Le leggi, d’altro canto, già ci sono, e il latte crudo che compriamo direttamente nelle aziende agricole o dalle macchinette presenti nelle aree limitrofe agli allevamenti deve obbligatoriamente riportare precise modalità d’utilizzo: l’indicazione “latte crudo non pastorizzato”, la conservazione in frigorifero, il consumo entro tre giorni e l’obbligo di bollitura.

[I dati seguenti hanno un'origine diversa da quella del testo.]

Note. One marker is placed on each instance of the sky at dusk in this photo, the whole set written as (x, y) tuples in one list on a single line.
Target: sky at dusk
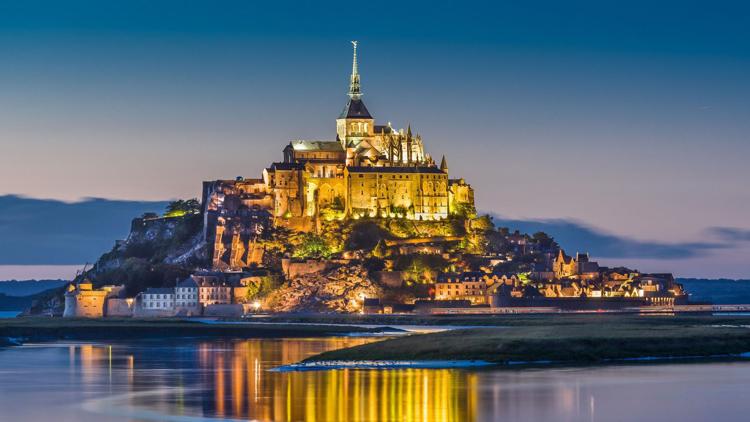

Se è poi vero che in molte nazioni il latte crudo e i suoi derivati caseari sono vietati, in altri ne hanno fatto -giustamente- una bandiera, come succede in Francia, forti del fatto che lo stesso processo di caseificazione e una stagionatura di almeno due mesi, sempre che queste operazioni vengano condotte con competenza e nel rispetto dei regolamenti, portano a un prodotto sicuro.
Non vogliamo chiaramente sminuire i gravi fatti di cronaca che hanno portato a riaccendere il dibattito sull’argomento, ma questi hanno già dato vita a iniziative volte a garantire ancora di più il consumatore, come il protocollo d’intesa tra la Provincia di Trento e la Federazione di Cooperazione, che passa dalla formazione sia dei produttori che degli utenti finali, senza criminalizzazioni di sorta.